複合酸化物の酸素欠陥は完全酸化や水性ガスシフト反応などにおいて触媒活性点として機能するとされる。一方,酸素欠陥の触媒作用について,詳細な理解は得られていない。固体触媒は一般に組成や構造が不均質であるため,酸素欠陥部位の特定やその電子状態の解明が困難なためである。この点について,筆者らは組成・構造が均質かつ優れた触媒性能を有する結晶性複合酸化物触媒を用いることで,結晶構造中に生成される酸素欠陥部位を解明し,その電子状態や触媒作用を明らかにした1, 2)。
代表的な研究成果として,結晶性Mo3VOx触媒(MoVO)およびH1.0(HPy)0.8[PMo12O37.7]触媒(PyPMo)の酸化触媒作用を紹介する。エタンやアクロレイン酸化反応に高活性なMoVOは,結晶構造中のミクロ細孔に面する格子酸素が欠陥を形成する。欠陥近傍のMo上には2つの電子が局在し,分子酸素を導入すると酸素への電子移行が生じて親電子性のペルオキソが形成される。
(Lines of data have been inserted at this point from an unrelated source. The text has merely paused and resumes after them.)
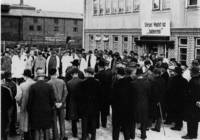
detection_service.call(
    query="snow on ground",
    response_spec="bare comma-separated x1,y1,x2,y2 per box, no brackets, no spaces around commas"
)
9,116,200,140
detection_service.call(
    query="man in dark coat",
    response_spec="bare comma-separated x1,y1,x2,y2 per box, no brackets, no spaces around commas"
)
27,68,55,140
80,68,100,140
167,66,188,131
4,72,18,136
131,68,151,140
1,72,13,140
95,59,113,128
66,68,83,137
111,67,133,140
182,65,200,139
150,68,166,132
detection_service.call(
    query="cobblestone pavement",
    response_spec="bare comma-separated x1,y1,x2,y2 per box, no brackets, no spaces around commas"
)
8,117,200,140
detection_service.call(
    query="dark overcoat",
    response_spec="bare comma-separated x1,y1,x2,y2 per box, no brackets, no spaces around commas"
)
80,77,101,118
111,77,133,123
167,75,188,120
95,69,113,115
66,77,83,120
131,77,151,124
27,80,55,129
184,75,200,122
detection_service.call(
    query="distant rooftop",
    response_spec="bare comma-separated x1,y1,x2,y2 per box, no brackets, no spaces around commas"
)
1,4,83,19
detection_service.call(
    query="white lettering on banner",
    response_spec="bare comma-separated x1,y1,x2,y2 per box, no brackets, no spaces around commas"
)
142,20,170,36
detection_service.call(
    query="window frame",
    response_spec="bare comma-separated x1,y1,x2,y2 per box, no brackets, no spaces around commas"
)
152,0,161,11
125,0,133,12
196,38,200,47
162,0,171,10
93,0,99,16
195,48,200,59
118,0,125,13
73,27,78,32
179,38,188,46
29,25,34,31
133,0,140,11
113,36,119,42
179,47,188,65
105,0,112,14
112,0,119,14
37,25,42,31
54,26,59,32
188,0,198,6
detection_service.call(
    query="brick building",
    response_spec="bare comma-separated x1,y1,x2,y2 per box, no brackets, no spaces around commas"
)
1,4,83,49
84,0,200,65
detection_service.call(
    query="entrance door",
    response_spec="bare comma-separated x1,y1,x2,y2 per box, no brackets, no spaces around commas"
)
146,44,158,55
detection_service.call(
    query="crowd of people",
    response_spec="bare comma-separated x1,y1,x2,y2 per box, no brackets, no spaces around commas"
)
1,46,200,140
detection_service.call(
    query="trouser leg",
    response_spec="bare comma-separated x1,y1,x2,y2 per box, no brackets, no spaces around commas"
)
141,123,147,139
101,110,107,128
90,117,97,140
175,118,183,128
81,116,88,140
9,102,17,136
58,109,65,140
53,109,59,140
96,112,100,129
155,118,162,131
43,129,50,140
112,115,120,140
72,120,77,137
122,124,130,140
33,129,40,140
187,120,198,138
130,120,136,139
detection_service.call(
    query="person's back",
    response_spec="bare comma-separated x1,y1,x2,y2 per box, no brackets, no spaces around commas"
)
27,80,54,129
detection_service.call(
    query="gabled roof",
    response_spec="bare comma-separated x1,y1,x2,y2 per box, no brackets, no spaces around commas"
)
2,8,83,19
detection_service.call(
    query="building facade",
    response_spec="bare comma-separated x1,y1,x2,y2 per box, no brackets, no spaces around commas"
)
84,0,200,65
1,4,83,49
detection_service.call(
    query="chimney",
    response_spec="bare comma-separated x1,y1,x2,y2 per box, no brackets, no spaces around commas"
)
20,0,24,5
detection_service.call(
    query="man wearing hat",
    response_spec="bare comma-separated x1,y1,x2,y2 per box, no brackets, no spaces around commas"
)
1,51,12,73
16,69,35,140
80,67,100,140
86,50,96,69
66,67,84,138
27,68,55,140
95,59,113,128
111,67,134,140
167,66,188,130
183,65,200,139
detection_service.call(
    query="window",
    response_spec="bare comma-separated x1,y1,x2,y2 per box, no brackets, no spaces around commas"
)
37,25,42,31
74,20,78,25
54,19,59,24
54,26,59,32
179,48,187,65
195,38,200,59
99,0,105,15
179,37,188,65
153,0,160,10
114,36,119,42
93,0,99,15
119,0,125,13
73,27,78,32
122,36,128,51
162,0,170,10
106,0,112,14
133,0,140,11
89,35,94,41
33,18,38,23
29,25,34,31
132,36,138,52
179,38,188,46
126,0,133,12
196,38,200,47
188,0,198,6
112,0,118,13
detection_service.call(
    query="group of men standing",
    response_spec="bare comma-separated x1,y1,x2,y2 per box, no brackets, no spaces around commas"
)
1,48,200,140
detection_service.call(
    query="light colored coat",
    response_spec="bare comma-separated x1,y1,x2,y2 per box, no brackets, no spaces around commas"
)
16,78,35,132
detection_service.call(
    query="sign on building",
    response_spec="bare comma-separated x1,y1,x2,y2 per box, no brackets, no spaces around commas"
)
141,20,170,36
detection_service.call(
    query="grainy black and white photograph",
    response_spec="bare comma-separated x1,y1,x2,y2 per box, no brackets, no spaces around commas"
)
1,0,200,140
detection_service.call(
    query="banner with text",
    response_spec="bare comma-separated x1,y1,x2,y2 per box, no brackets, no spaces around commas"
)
141,20,170,36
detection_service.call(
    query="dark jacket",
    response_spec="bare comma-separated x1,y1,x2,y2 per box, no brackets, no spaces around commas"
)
149,76,166,119
27,80,55,129
1,85,13,135
111,77,133,123
167,75,188,119
184,75,200,122
131,77,151,124
95,69,113,114
80,77,101,117
66,77,83,120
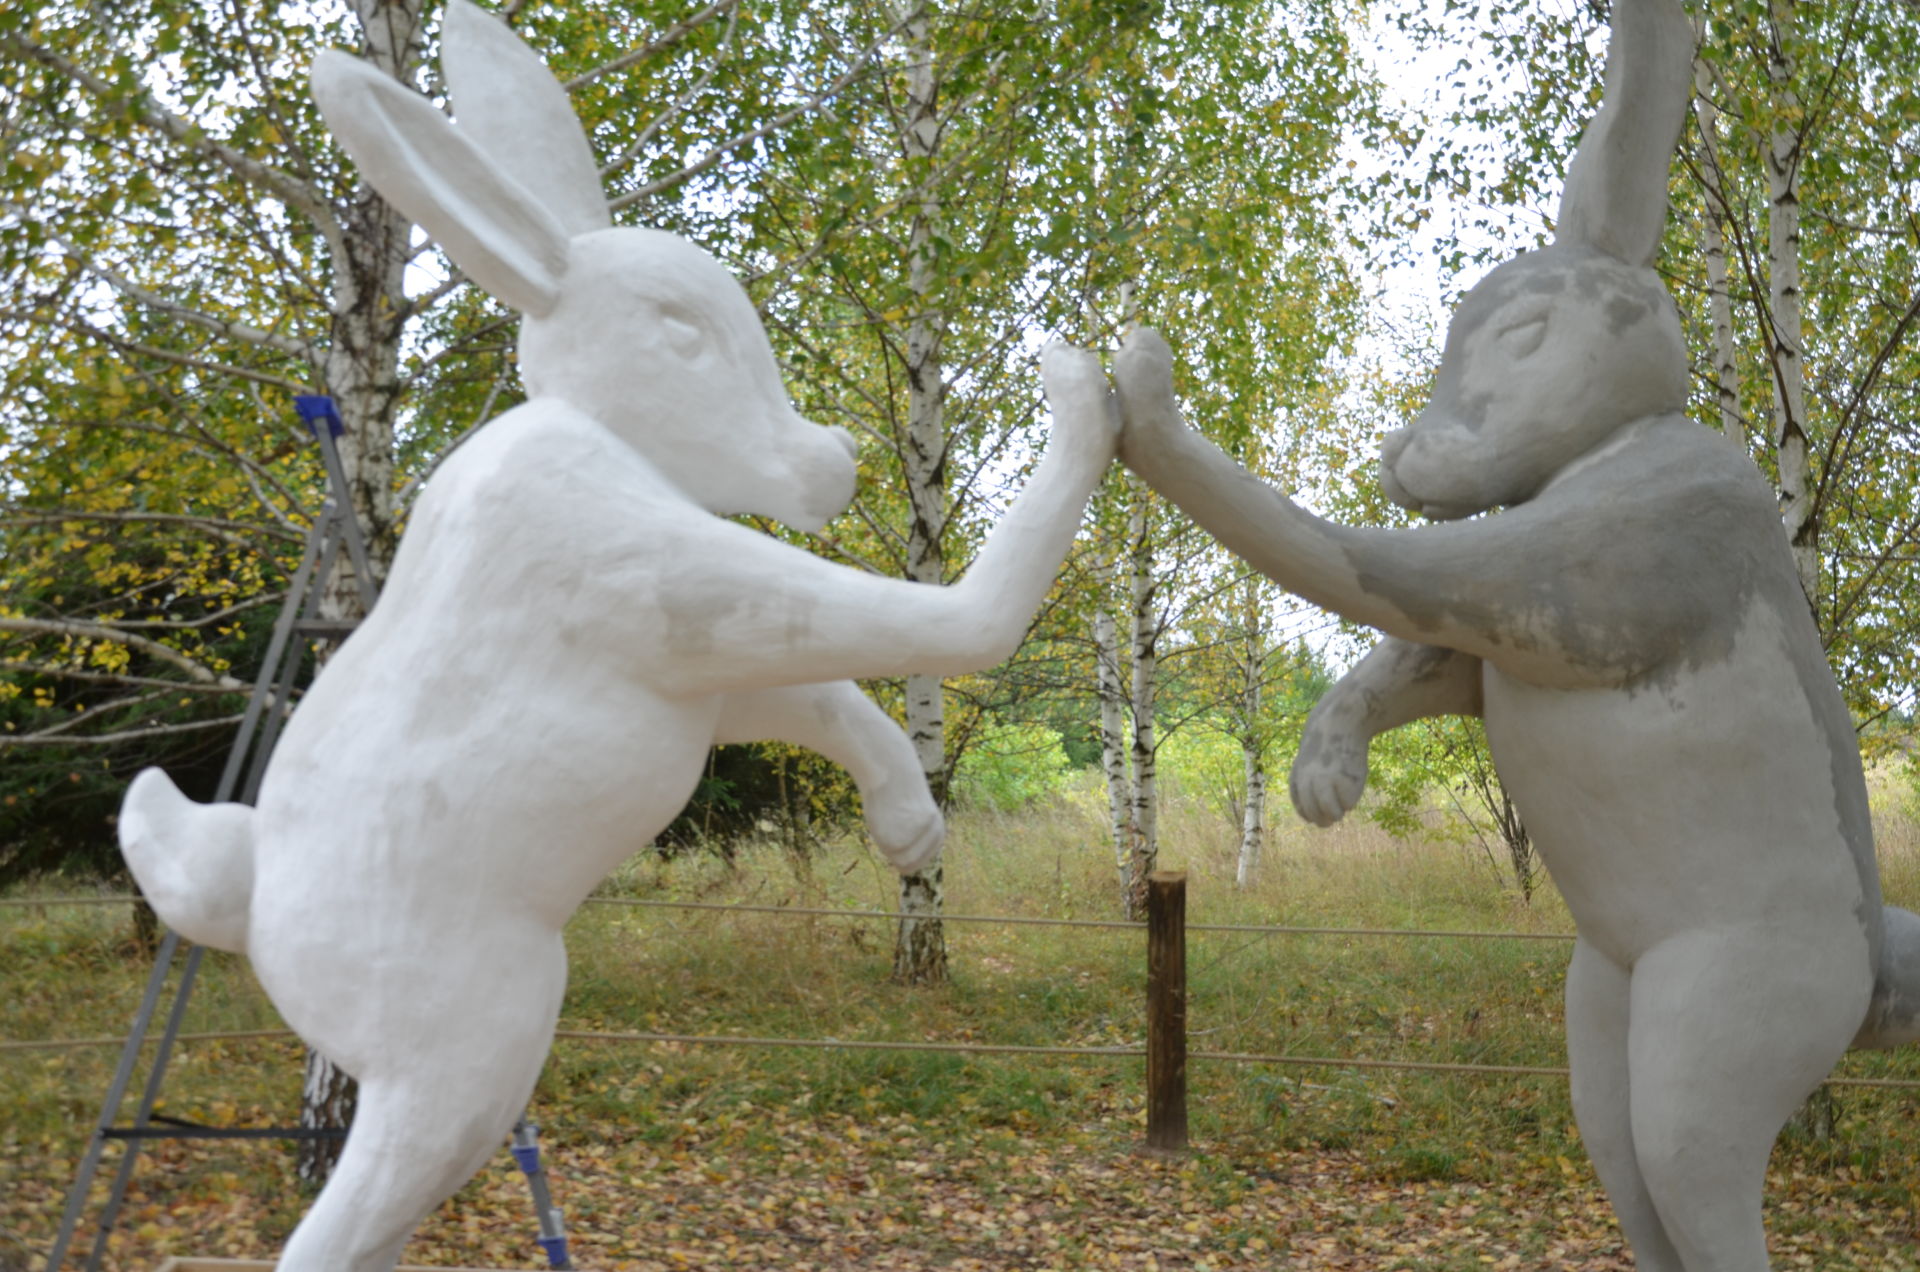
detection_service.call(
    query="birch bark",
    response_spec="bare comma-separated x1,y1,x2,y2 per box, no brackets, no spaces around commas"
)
1238,755,1266,890
1693,27,1746,450
1123,483,1158,920
1094,593,1132,901
1234,591,1266,890
890,0,949,985
1766,0,1818,606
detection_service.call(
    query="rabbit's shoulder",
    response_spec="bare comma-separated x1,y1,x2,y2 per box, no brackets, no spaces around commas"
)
412,400,688,540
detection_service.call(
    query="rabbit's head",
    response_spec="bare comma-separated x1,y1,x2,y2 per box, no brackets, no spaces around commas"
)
309,0,857,532
1378,0,1696,521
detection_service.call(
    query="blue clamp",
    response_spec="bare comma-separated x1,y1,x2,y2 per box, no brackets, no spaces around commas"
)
537,1233,571,1268
511,1141,542,1175
293,394,345,439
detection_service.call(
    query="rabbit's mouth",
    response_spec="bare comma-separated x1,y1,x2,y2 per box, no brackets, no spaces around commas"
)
1380,449,1483,522
1417,500,1482,522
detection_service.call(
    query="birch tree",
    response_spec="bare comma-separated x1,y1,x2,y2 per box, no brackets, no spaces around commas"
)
1676,0,1920,719
887,0,951,983
1121,480,1160,916
1692,20,1746,445
1763,0,1815,602
1093,563,1132,893
1230,577,1272,889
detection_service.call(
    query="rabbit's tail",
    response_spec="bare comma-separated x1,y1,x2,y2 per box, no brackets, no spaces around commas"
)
1854,905,1920,1050
118,767,255,955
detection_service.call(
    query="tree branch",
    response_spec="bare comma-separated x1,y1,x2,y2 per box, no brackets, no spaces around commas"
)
0,658,249,693
2,508,301,546
0,617,245,689
608,26,895,212
1,31,340,238
61,240,316,359
33,311,311,393
565,0,742,92
0,714,246,748
597,4,742,182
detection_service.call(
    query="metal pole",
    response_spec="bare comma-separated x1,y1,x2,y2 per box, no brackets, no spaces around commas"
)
82,944,205,1271
52,394,384,1268
215,519,326,802
45,929,182,1270
300,398,379,613
510,1121,573,1269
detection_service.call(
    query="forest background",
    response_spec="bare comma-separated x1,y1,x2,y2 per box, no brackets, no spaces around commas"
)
3,0,1919,1160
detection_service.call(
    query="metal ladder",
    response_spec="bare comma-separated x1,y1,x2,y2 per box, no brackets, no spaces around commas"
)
46,397,570,1271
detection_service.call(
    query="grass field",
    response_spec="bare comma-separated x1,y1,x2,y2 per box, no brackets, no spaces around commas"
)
4,776,1919,1269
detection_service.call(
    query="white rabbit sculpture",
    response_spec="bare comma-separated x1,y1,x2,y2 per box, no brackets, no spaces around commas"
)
1115,1,1920,1268
114,4,1116,1268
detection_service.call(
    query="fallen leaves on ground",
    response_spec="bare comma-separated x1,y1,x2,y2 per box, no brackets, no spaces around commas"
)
6,1096,1914,1271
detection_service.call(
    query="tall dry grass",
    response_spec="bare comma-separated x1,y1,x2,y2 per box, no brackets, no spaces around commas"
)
4,770,1918,1198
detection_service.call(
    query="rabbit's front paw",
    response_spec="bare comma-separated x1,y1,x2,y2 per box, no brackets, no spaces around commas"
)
868,791,945,877
1114,326,1179,430
1288,742,1368,829
1041,341,1119,451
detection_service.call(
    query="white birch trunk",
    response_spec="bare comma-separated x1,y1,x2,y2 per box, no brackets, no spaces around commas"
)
1764,0,1838,1141
1766,0,1818,605
891,0,948,985
1693,28,1745,450
1094,596,1131,898
1238,754,1266,890
1235,588,1266,889
1124,484,1158,920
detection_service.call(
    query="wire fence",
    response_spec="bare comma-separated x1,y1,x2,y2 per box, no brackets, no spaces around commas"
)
1,892,1581,939
5,889,1916,1094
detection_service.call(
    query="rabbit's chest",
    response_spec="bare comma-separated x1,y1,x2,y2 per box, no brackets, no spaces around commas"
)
1478,601,1868,961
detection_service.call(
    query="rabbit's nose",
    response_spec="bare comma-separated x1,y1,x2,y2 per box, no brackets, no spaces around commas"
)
1377,428,1419,512
1380,427,1412,467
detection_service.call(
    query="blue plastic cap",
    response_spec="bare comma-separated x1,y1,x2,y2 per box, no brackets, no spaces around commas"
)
511,1143,541,1174
537,1234,571,1268
293,395,344,439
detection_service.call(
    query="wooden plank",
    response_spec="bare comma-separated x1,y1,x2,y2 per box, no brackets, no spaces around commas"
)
1144,869,1189,1153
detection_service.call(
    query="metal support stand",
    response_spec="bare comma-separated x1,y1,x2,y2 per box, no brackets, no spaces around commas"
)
511,1121,573,1269
46,398,567,1271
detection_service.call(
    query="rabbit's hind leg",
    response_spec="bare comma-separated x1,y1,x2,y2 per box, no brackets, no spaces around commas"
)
274,930,568,1272
1626,925,1868,1272
1565,939,1685,1272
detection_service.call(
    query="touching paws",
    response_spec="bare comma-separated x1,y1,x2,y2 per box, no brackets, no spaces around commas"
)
1113,326,1179,431
1041,341,1121,455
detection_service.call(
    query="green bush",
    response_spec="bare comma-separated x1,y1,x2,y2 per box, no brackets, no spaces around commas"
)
952,720,1074,811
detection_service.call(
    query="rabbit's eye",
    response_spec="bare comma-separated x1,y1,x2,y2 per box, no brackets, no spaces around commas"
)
1495,316,1548,360
656,303,708,359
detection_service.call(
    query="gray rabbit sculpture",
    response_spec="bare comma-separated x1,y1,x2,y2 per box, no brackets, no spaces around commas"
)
115,3,1116,1268
1115,1,1920,1268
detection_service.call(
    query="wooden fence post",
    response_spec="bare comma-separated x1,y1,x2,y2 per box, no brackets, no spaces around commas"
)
1145,870,1188,1152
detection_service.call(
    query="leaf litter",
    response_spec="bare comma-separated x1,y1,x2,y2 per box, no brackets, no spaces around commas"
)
4,1083,1913,1271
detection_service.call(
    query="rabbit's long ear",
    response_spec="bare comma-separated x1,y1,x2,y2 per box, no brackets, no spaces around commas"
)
311,50,567,315
1553,0,1696,266
442,0,611,239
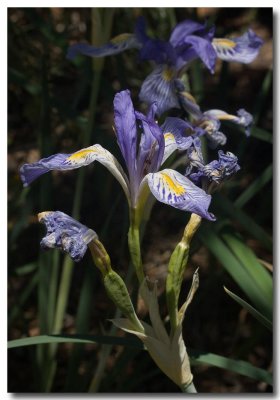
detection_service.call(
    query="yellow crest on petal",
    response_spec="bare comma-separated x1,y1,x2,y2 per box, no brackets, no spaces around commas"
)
160,172,185,195
213,38,236,49
110,33,133,44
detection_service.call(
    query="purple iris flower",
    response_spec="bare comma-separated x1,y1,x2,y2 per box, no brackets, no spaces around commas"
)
38,211,97,262
67,17,263,116
186,138,240,189
176,80,253,148
20,90,215,221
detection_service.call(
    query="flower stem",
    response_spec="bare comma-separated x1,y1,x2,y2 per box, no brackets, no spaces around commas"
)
128,208,145,283
181,381,197,393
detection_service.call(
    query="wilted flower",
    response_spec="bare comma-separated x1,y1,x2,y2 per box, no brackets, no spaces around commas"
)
186,138,240,189
38,211,97,262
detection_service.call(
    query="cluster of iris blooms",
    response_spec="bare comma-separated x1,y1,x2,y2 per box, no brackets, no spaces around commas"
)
19,16,263,391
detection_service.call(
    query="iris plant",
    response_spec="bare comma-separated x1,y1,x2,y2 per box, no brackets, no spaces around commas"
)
68,17,263,116
20,89,215,280
18,15,260,393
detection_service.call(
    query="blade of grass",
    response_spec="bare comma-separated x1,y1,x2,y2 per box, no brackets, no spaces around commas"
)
214,193,272,251
222,233,272,320
198,227,272,320
8,272,39,327
234,164,272,208
224,286,272,330
8,335,272,385
189,350,272,386
64,264,98,391
8,334,142,349
253,69,272,126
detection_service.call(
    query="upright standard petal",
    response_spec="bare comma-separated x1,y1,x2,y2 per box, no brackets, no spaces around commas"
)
212,29,263,64
20,144,130,202
139,65,179,116
38,211,97,262
67,34,141,60
135,107,165,177
113,90,137,178
146,168,216,221
169,20,215,48
175,35,217,73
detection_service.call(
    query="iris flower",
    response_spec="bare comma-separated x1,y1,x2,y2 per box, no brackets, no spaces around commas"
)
67,17,263,115
175,80,253,147
20,90,215,221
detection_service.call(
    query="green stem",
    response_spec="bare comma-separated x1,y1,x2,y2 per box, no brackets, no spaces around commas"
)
181,381,197,393
128,208,144,283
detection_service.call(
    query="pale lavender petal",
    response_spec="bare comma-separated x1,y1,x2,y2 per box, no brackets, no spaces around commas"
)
38,211,97,262
139,65,179,116
20,145,130,201
212,29,263,64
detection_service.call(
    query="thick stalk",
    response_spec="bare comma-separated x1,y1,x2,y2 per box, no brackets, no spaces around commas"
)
181,381,197,393
128,207,144,283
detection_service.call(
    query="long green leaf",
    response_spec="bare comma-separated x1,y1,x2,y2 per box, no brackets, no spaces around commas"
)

この種がこれらの反応の触媒活性種として機能する(図1)。メタクロレイン酸化反応に高活性なPyPMoは,構造中のKeggin型リンモリブデン酸同士が近接しており,隣接間には酸素欠陥が形成される。欠陥近傍のMo上には2つの電子が局在し,分子酸素を導入すると,酸素へ電子移行が生じてペルオキソが形成される。この場合も,この種が触媒活性種として機能する。以上のように,組成・構造が均質かつ高活性な結晶性複合酸化物触媒を用いることで,酸素欠陥で生じる酸化触媒作用を解明できた。
図1 MoVOの酸化触媒作用
1) S. Ishikawa et al., ACS. Catal. 2023, 13, 15526.
2) S. Ishikawa et al., J. Am. Chem. Soc. 2022, 144, 7693.